This is a pretty good argument for using wide smooth strap in the
ground path. I have known for some time that strap performs
significantly better than round wire, and have said that the
widest possible strap is better than the skinny stuff (this is
easily experimentally verified).
One other thing that I thought someone might mention, but
considering the different applications that grounding is used for
perhaps not; the use of salt in RF grounding applications. Rock
salt or water softener salt can be buried around the ground
conductor. A depression in the surface of the ground is left and
the area is given a good soaking before firing. A section of PVC
pipe could be partially buried around the ground conductor,
filled with salt, and then soaked before firing. The other way is
to perforate the end of a grounding pipe before planting it and
then rig up a simple gravity pump with a saturated saline
solution.
Salt plumes are fairly inexpensive and easy to build up in the
subsoil. They are non-toxic, with the exception perhaps of a tree
root passing directly through it. The presence of an established
salt plume will really increase the local conductivity. Watering
the ground before firing makes an excellent connection between
the ground conductor and the salt plume.
Richard Quick
**************************************************************************
Richard Quick on the salt pipe RF ground.
This is one of the easiest, cheapest, and most effective RF grounding
techniques for Tesla coilers. This ground is not cost effective for use
24-7, but when used occasionally (daily for a few hours) for RF ground-
ing tank circuits and secondary coils you will get a lot of "bang for
the buck". This ground also improves over time.

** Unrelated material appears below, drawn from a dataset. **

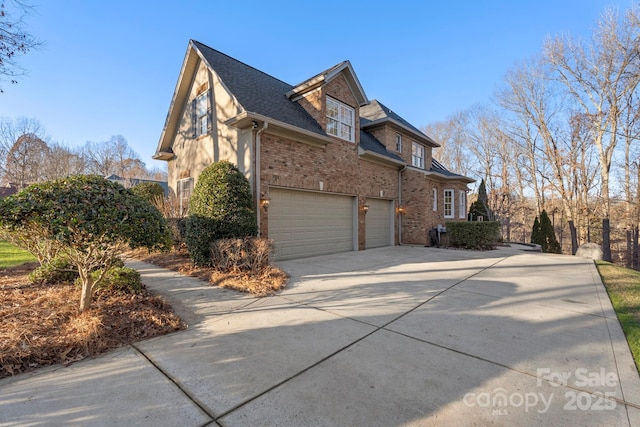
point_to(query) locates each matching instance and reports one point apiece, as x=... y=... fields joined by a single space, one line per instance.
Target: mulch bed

It is best to select a low spot or natural drainage area that is as
close as possible to the base of the Tesla coil. Try to get the inital
placement within 15 - 20 feet of the Tesla lab. You will need the
following materials:
----------------------------------------------------------------------------
TWO, 8 FOOT COPPER CLAD STEEL GROUND RODS, (good)
OR
TWO, 8 FOOT LONG BY 3/4 INCH DIAM. HARD COPPER WATER PIPES (better)
or
ONE, 8 FOOT LONG BY TWO INCH DIAMETER GALVINIZED STEEL PIPE (best)
-----------------------------------------------------------------------
TWO HUNDRED POUNDS OF ROCK SALT OR WATER SOFTENER SALT
-----------------------------------------------------------------------
ONE HUNDRED POUNDS OF COARSE SAND AND A FEW BUCKETS OF GRAVEL
-----------------------------------------------------------------------
A FOUR FOOT LENGTH OF VERY LARGE DIAMETER PIPE (10 INCHES DIAM. MIN)
-----------------------------------------------------------------------
ONE ROLL OF FOUR INCH or SIX INCH WIDE ALUMINUM STRAP (gutter flashing)
-----------------------------------------------------------------------
ELECTRICAL OXIDE INHIBITOR
-----------------------------------------------------------------------
HOSE OR OTHER CLAMPS FOR THE ROD OR TUBE CONDUCTORS
-----------------------------------------------------------------------
DIGGING AND TRENCHING TOOLS
----------------------------------------------------------------------------
Start by digging a hole at least four feet deep that will accept the
large diameter pipe. It is advisable that a two foot or three foot
diameter pipe be used. PVC, corrugated culvert, concrete, iron,
really any type of pipe may be used depending on what is available.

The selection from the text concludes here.